Benefits of blackberry
- Antioxidant Potential – Blackberries contain a profuse amount of powerful antioxidants which protect the body in multiple ways. Components such as phenolic acids, flavonoids, and flavonols, particularly anthocyanosides, present in blackberries work against the harmful oxygen free molecules and counteract their action. This protective radical scavenging activity protects the body from a range of diseases caused as a consequence of oxidative damage which may be the underlying cause of many fatal conditions.
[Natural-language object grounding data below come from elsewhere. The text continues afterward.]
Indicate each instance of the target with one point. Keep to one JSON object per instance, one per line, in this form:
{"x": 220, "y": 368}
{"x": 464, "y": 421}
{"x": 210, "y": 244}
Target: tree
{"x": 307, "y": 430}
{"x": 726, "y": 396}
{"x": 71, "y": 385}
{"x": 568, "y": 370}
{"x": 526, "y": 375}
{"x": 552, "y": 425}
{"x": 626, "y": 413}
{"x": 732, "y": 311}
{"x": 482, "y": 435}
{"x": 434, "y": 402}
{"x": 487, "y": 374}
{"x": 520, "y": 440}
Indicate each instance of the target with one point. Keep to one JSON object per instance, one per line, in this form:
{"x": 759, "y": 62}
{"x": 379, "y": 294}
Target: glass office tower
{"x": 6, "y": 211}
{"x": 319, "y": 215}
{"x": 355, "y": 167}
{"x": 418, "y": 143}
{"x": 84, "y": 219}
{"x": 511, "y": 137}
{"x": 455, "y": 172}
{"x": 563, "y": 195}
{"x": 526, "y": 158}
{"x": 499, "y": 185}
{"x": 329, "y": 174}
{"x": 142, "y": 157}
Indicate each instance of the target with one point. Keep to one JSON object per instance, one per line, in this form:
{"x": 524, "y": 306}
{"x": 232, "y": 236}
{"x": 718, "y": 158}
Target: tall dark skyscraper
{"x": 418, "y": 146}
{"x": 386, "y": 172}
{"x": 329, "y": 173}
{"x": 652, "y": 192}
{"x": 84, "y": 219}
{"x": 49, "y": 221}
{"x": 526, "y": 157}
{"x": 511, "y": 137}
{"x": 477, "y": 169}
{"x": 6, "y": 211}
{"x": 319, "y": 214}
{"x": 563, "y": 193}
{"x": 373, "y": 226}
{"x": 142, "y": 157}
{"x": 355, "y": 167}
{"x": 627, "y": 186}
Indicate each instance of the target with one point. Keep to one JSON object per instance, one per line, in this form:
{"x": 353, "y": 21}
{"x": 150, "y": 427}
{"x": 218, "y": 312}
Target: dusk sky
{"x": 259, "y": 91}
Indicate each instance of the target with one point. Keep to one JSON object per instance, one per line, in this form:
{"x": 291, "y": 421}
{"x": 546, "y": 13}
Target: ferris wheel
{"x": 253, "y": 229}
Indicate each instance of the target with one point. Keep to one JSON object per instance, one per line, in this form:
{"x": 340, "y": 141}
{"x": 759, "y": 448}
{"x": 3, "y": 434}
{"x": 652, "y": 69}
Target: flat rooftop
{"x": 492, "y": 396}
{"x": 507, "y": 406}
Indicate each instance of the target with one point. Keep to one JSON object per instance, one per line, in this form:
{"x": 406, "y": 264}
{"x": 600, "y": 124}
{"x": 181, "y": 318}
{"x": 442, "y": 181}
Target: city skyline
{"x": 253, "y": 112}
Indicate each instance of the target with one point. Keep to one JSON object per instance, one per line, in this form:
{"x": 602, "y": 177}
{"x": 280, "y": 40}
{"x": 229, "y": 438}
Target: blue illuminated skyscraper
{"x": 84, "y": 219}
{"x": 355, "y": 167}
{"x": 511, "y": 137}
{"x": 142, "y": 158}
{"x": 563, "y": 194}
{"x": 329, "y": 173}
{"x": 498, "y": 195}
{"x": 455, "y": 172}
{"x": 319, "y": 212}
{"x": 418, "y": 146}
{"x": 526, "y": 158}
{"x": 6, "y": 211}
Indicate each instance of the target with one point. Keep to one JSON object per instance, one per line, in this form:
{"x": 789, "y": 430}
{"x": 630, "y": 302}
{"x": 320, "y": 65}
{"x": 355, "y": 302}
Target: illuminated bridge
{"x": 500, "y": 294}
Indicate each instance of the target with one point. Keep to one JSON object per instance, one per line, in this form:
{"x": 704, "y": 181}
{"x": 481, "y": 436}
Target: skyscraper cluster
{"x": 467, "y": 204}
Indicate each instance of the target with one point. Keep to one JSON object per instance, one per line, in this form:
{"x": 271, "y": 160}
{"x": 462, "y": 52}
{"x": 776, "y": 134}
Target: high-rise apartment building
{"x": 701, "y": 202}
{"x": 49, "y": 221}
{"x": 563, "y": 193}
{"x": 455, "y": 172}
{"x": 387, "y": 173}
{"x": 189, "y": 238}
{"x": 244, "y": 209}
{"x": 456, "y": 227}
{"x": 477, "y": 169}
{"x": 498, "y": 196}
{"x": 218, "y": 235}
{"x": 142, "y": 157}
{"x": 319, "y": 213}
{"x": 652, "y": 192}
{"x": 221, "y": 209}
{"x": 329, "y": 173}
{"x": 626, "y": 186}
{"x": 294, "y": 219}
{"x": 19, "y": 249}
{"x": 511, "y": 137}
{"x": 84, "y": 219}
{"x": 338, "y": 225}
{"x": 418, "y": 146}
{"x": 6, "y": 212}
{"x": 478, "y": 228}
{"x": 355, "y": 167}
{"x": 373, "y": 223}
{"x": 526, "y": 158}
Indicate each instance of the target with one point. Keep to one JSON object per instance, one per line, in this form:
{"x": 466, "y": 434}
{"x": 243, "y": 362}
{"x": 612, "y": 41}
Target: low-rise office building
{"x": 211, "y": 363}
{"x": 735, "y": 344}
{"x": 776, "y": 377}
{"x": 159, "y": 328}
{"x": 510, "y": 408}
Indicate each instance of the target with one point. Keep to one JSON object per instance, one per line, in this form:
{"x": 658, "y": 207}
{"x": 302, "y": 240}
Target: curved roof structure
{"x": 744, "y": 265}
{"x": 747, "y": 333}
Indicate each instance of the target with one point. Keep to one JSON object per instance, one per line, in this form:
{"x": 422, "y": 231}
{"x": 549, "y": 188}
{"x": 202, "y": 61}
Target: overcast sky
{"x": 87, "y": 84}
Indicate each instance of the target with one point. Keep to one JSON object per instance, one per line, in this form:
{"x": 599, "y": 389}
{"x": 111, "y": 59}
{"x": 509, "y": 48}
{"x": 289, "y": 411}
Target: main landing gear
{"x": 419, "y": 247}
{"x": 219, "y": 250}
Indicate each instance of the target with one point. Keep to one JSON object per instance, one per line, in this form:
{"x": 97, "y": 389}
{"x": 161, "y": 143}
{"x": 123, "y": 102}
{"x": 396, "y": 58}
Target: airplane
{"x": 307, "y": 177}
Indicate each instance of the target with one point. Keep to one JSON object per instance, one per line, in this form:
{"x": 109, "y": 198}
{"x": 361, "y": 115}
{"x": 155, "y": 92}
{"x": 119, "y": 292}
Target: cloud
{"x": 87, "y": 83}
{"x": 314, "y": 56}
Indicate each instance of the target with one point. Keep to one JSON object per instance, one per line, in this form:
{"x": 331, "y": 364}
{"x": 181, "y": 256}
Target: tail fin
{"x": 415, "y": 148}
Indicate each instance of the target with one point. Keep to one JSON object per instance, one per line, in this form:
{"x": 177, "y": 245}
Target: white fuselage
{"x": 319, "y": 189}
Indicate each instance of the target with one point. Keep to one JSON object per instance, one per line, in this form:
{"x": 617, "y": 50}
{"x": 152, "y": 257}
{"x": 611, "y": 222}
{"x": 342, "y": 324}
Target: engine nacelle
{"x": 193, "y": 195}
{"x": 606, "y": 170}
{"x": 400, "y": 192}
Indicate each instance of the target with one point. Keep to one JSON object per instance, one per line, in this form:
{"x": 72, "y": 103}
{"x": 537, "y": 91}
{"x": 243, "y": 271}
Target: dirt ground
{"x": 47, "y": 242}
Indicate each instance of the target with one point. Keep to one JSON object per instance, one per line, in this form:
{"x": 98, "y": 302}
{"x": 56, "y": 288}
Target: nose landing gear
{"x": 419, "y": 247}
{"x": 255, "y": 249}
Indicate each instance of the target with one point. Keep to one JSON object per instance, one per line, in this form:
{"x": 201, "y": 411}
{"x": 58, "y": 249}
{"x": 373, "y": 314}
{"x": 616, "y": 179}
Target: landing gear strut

Researcher Wang SY of Beltsville Agricultural Research Center in a study has concluded blackberries to have the third highest ORAC – oxygen radical absorbance capacity (antioxidant capacity) fruit, following strawberries and black raspberries.
- Anti-cancer Properties – Blackberry fruit is effective against the development of cancer including lung cancer, colon cancer, and esophageal cancer. The micro-nutrients present in blackberries exert a chemo-preventive effect and prevent the proliferation of malignant cells. Blackberry extracts inhibit carcinogenesis and associated cell signaling. It also possesses chemopreventive effects, according to a study published in Nutrition and Cancer by researchers of National Institute for Occupational Safety and Health. A book named ‘Cancer Uncensored’ by Christopher C. Evans mentions that blackberries can initiate anti-cancer activity owing to the presence of anthocyanin in them.
- Prevents Endothelial Dysfunction – Blackberries provide protection against the endothelial dysfunction which is characterized by an abnormal functioning of the inner lining of blood vessels. As suggested by a study cited in Elsevier’s Life Science journal, they contain useful components such as cyanidin-3-O-glucoside, which fight the oxidative activity and help in normalizing multiple critical factors implicated in such conditions. It also helps in reducing DNA damage and guards against vascular failure.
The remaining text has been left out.